A study conducted by the African Baobab Alliance (ABA) compared national ABS frameworks in the SADC region. It showed that South Africa is often lauded as a leader in ABS in Africa and in equitable access and benefit sharing case examples globally. NEMBA, BABS regulations and the NBES are in place in South Africa with multiple checkpoints established, including the patent office, ports of entry and exit, provincial permit issuing authorities, and the DFFE itself monitoring and enforcing ABS compliance. Additionally, the country boasts two industry-wide benefit sharing agreements for Rooibos and Buchu, with a Honeybush agreement in the pipeline. This positions the DFFE to present its unique approach and value proposition through engagement nationally, within the region, and with other southern African countries.  

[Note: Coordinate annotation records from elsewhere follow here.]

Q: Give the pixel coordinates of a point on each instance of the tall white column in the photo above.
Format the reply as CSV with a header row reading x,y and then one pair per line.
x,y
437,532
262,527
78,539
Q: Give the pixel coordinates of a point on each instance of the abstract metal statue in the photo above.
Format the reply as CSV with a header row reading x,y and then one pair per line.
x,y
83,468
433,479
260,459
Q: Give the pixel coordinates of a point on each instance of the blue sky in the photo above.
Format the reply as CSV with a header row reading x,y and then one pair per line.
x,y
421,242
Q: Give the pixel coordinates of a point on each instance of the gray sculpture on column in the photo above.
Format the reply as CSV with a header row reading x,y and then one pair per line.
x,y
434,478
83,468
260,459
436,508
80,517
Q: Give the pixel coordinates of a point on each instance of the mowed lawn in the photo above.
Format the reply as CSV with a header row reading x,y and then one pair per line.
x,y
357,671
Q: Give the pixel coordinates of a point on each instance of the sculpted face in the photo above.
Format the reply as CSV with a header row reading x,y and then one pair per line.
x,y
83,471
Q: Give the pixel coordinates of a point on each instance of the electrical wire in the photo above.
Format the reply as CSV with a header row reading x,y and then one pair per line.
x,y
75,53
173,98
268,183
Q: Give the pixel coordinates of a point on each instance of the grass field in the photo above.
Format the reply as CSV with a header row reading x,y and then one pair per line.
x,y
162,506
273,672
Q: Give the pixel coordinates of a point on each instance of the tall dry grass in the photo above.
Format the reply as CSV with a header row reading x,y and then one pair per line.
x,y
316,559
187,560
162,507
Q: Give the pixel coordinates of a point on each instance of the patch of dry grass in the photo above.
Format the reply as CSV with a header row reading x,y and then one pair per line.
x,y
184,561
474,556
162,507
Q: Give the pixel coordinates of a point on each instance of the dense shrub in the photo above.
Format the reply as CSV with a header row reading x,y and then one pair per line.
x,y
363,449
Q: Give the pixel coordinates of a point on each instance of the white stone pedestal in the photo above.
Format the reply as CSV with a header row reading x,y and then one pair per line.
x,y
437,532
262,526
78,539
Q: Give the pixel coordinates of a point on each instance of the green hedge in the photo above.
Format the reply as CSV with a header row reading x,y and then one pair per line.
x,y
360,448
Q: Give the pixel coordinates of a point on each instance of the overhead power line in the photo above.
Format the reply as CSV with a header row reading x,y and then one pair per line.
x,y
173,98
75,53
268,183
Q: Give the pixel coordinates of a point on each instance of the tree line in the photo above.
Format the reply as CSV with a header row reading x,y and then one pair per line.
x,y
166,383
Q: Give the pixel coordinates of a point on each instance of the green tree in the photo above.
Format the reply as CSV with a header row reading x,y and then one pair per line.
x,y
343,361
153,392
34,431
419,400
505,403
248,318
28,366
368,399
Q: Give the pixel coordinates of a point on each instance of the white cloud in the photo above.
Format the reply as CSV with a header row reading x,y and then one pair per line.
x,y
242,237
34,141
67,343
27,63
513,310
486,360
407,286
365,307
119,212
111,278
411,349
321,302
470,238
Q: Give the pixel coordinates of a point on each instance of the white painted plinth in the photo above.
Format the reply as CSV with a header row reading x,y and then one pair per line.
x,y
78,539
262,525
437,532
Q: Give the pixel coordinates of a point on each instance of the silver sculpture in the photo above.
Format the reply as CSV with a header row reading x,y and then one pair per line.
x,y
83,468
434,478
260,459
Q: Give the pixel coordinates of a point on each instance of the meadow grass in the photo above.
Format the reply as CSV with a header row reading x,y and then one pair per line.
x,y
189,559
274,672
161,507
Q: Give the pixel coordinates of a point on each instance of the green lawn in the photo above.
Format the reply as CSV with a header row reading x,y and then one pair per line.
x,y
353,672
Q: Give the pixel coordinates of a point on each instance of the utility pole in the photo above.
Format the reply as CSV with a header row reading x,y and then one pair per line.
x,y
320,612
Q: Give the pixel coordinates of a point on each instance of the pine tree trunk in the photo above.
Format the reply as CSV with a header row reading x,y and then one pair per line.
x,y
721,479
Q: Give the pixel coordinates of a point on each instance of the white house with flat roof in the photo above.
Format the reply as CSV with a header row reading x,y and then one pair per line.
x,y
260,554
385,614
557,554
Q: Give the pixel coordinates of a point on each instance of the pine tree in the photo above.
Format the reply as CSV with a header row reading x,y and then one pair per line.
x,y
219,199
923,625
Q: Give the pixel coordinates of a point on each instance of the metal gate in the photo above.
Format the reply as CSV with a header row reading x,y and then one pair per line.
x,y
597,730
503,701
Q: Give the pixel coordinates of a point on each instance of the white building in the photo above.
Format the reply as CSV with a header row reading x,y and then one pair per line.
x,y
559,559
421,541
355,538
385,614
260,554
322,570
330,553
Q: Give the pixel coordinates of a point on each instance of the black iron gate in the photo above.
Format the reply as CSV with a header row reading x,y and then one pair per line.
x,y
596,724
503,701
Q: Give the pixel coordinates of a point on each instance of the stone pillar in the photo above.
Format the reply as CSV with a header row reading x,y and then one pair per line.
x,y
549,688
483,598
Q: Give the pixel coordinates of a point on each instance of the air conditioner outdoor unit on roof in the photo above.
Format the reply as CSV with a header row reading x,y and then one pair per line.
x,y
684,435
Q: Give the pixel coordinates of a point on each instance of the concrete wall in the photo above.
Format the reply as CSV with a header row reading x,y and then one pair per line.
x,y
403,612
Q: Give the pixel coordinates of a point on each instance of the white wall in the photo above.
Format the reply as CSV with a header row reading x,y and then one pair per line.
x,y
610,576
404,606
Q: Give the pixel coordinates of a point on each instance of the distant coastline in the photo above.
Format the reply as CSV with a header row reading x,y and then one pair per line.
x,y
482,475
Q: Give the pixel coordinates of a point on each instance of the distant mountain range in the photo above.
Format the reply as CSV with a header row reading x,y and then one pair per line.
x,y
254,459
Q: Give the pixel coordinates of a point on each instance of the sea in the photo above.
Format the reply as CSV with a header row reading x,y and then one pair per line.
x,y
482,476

However, stakeholders often report that these regulations impose considerable and, in many cases, prohibitive costs and time burdens on both MSMEs and Traditional Knowledge holders seeking to become ABS compliance. This is a comparative economic disadvantage with a view to long term international market access as other (neighbouring) countries engaged in biotrade have no or less complex regulations. Relative uncertainty exists with regards to the draft Indigenous Knowledge Systems regulations under the DSTI, the draft NEMBA Bill and the draft NBES which is still under review. This makes it difficult to predict the broader conditions needed to strengthen the enabling environment. Other challenges are insufficient human resource capacity and the need for improved coordination among different governmental departments and stakeholders involved in the ABS process. 

Over the past seven years the relationship between the ABioSA project and the DFFE has grown and allows for this component to focus towards a four-tier approach in support of the department to contribute to practical implementation of national, provincial and regional ABS frameworks responding to international commitments, such as the Nagoya Protocol. 

ABIOSA Phase III Theory of Change

Leaving behind a strengthened institutional network equipped with tools at the end of the project phase to be able to maintain the exchange, learning and continued improvement of systems. 

Use the knowledge management ecosystem to raise awareness, share knowledge and experiences, and advocate for change

In ABioSA Phase III, knowledge management becomes a cross-cutting enabler across micro, meso, macro and meta levels. At the micro level, knowledge management helps MSMEs capture lessons from diagnostics and market experiments. At the meso level, it supports associations and BSOs to spot patterns and coordinate responses.

At the macro level, knowledge management provides evidence to guide regulation and policy adjustments. At the meta level, knowledge management strengthens shared language, trust, and memory across government, academia, industry, and communities. 

Knowledge management is not just about storing reports. It makes learning visible, creates feedback loops, and gives stakeholders early warning signals so they can adjust direction.

Knowledge management supports continuity by ensuring that collective learning is not only documented but becomes part of how organisations work and decide. This directly supports ABioSA’s sustainability and long-term value creation — leaving behind not only tools and networks, but also an adaptive culture of collaboration.